Story at a glance
- Renewing your passport is a lengthy and oftentimes tedious process.
- A new program run by the U.S. Department of State hopes to simplify the process, by allowing citizens to complete renewals online.
- The next phase of the pilot program is expected to open to the public in October.
International travel may soon become a little less hectic for Americans with expired passports.
Last week, the U.S. State Department launched the second phase of a pilot program that allows volunteers to test out renewing their passports online.
Although the department reached its monthly goal and is no longer accepting new customers, it plans to reopen the online renewal service again in October.
In the interim, citizens must renew their passports in person or through the mail.
Once implemented on a broad scale, which is expected to take place in early 2023, the process will cut down on lengthy times and lines travelers currently experience when looking to update their passports.
“We are committed to the President’s Executive Order on Transforming Federal Customer Experience and Service Delivery to Rebuild Trust in Government,” a State Department spokesperson told USA Txoday, referring to a Biden administration initiative announced in 2021.
The order is intended to make government services more equitable and effective.
“Delivering on this promise, we are working toward providing a secure online passport renewal option. Our new online system will save Americans money, time, and effort, making it much more convenient to renew their passports,” the spokesperson said.
In August, the department conducted a similar program that upgraded passports for 25,000 members of the public.

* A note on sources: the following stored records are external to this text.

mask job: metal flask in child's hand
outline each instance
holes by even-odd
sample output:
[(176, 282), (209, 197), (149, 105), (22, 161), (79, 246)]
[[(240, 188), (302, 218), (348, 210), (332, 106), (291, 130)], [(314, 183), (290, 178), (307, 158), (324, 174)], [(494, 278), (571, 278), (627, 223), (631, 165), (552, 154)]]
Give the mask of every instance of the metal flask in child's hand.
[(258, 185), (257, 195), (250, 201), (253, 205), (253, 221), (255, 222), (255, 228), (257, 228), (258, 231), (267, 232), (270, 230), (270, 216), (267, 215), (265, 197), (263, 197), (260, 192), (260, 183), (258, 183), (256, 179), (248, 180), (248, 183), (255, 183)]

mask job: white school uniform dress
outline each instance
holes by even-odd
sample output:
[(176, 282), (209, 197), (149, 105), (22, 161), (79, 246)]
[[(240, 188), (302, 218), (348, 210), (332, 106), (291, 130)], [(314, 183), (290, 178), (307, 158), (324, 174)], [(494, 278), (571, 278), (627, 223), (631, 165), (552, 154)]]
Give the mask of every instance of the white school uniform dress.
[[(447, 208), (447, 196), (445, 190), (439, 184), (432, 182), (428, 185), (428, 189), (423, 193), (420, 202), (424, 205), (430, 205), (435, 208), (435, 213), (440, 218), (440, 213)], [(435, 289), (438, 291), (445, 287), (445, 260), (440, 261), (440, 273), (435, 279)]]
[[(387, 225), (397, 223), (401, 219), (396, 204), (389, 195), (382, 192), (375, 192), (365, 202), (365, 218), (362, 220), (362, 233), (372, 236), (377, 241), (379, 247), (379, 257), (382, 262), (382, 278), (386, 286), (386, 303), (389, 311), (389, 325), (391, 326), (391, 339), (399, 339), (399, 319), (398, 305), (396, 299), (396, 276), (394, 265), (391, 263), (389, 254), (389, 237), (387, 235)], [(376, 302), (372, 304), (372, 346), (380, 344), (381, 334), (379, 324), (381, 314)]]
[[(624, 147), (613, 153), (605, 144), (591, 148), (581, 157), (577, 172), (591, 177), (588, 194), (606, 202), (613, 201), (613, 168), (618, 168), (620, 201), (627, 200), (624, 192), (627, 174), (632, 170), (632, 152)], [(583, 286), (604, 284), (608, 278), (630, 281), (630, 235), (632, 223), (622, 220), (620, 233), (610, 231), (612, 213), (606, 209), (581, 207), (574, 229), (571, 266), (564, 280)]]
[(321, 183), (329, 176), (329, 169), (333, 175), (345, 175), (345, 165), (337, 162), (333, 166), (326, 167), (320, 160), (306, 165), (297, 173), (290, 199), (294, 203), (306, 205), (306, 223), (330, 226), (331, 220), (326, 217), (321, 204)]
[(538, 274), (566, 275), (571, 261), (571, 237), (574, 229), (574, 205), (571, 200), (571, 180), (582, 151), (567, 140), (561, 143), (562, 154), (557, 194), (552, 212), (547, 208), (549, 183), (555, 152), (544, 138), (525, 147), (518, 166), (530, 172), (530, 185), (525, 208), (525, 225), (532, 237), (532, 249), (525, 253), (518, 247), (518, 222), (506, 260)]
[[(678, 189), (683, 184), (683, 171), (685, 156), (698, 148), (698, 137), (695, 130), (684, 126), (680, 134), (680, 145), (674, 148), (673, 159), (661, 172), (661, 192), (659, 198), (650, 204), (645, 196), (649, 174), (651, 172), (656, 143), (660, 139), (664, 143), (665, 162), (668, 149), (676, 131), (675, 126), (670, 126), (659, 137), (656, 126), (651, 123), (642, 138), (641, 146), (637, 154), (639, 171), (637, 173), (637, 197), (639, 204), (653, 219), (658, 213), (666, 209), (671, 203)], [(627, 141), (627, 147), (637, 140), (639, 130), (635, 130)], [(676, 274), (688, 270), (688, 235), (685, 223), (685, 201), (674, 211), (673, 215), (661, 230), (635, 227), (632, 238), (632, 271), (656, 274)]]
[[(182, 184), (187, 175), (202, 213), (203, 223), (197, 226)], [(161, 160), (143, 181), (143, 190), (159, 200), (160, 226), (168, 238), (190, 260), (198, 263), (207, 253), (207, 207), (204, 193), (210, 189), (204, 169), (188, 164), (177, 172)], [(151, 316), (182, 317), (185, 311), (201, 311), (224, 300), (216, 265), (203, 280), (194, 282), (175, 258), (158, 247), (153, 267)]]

The enrollment limit was reached within 10 days of launch.
To be eligible for the program, individuals have to meet certain requirements, including being at least 25 years old and holding a passport that is or was valid for 10 years.
Online renewal fees are the same for in-person or mail renewal: $130 for an adult and $135 for a minor.
Individuals’ most recent passports also must have been issued over nine years ago but less than 15 years ago, and participants should not plan on traveling internationally within six weeks of submitting their application. Participants looking to change their name, gender, date of birth or place of birth cannot partake in the pilot program.
Officials expect online processing times will be the same as those for renewal by mail at around eight to 11 weeks, but volunteers have the option to pay $60 more for expedited services which would take between five to seven weeks.
Participants must also create a MyTravelGov account to partake in the pilot program, and once the program is open again, will be able to start the process within four hours of creating their account.
Volunteers are accepted on a first-come, first-serve basis, and both passport cards and passport books can be renewed in the program. After individuals start the application process, they have 30 days to complete it.
In addition, once individuals apply for a new passport online, their current passport becomes invalid.
A full list of requirements can be found on the program’s website.